Yes same here, how do you already have a storefront and do you have investors?


----------



## poisonraheem (Sep 15, 2008)

I think you should of have your name buzzing before you moved into a store front, so when you have your grand opening lots of people would show up. How long where you in the garage / basement/ living room before you made the big jump?


----------



## gapipkin (May 29, 2011)

poisonraheem said:


> I think you should of have your name buzzing before you moved into a store front, so when you have your grand opening lots of people would show up. How long where you in the garage / basement/ living room before you made the big jump?


Check out this other thread that might help also:
http://www.t-shirtforums.com/general-t-shirt-selling-discussion/t157712.html


----------



## binki (Jul 16, 2006)

join the chamber of commerce. go to a city council meeting an introduce yourself. hold an open house. cold call you local businesses. register your web page with google/bing/yahoo local.


----------



## FatboyGraphics (Sep 20, 2009)

Sorry i should have explained myself better.

I do team sports apparel, I have a solid internet business and i have solid business from Adult Softball.
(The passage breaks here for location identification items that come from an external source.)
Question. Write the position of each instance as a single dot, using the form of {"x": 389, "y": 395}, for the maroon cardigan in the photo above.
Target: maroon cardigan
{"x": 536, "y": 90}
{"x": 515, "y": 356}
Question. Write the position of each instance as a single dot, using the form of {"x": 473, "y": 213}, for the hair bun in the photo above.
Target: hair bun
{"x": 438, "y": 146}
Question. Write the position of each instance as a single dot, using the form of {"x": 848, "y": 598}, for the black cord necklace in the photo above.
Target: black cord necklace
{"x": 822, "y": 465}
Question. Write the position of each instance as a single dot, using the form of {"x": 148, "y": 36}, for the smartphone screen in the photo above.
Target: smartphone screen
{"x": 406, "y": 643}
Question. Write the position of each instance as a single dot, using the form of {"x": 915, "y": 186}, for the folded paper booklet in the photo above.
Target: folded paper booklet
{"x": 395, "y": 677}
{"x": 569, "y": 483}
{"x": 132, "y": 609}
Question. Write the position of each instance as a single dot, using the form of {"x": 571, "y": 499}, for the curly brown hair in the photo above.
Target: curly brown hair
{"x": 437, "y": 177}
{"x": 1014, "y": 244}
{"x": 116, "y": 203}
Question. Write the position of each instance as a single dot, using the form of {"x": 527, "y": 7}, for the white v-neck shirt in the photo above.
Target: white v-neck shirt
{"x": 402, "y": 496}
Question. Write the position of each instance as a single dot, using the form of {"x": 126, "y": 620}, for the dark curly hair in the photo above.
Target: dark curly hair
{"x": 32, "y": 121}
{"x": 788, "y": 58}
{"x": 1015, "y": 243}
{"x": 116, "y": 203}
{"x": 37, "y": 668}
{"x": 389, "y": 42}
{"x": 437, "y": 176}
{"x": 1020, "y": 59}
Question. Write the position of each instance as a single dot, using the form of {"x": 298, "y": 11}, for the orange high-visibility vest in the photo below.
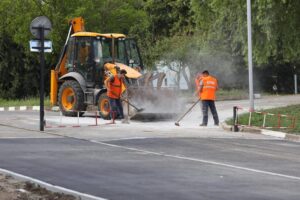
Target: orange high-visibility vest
{"x": 197, "y": 81}
{"x": 210, "y": 85}
{"x": 114, "y": 88}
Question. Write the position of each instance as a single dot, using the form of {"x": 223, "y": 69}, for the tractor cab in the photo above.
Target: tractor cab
{"x": 87, "y": 53}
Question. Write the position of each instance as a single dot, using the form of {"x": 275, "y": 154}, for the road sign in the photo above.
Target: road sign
{"x": 35, "y": 46}
{"x": 40, "y": 22}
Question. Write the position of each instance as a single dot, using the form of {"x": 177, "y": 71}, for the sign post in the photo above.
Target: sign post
{"x": 40, "y": 28}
I opened a store front because I want to get into the Youth travel teams and organizations and also get more business in the fall/winter. Softball is my spring/summer business.

Hopefully that explains it alittle better. I consider us a high end sports apparel company, we do sublimation, not your typical screenprint youth organization, thats not the business I want, i want the travel teams and high school teams that want to look alittle differenet.

Thanks.


----------



## gapipkin (May 29, 2011)

FatboyGraphics said:


> Sorry i should have explained myself better.
> 
> I do team sports apparel, I have a solid internet business and i have solid business from Adult Softball. I opened a store front because I want to get into the Youth travel teams and organizations and also get more business in the fall/winter. Softball is my spring/summer business.
> 
> ...


This is the exact business model I want to implement in my town. Would you mind if I PM you to pick your brain? I too am debating goining into a retail shop.
-Greg


----------



## FatboyGraphics (Sep 20, 2009)

sure....i'll answer what i can.


----------



## EnMartian (Feb 14, 2008)

Don't forget looking into Twitter or Facebook to help publicize your business. My town has a lot of local businesses on Twitter, and I know several brick and mortar businesses that find customers on Facebook. Just be strategic in who you follow, a search for your town name should help you find other businesses or people from your area who are already on these sites.


----------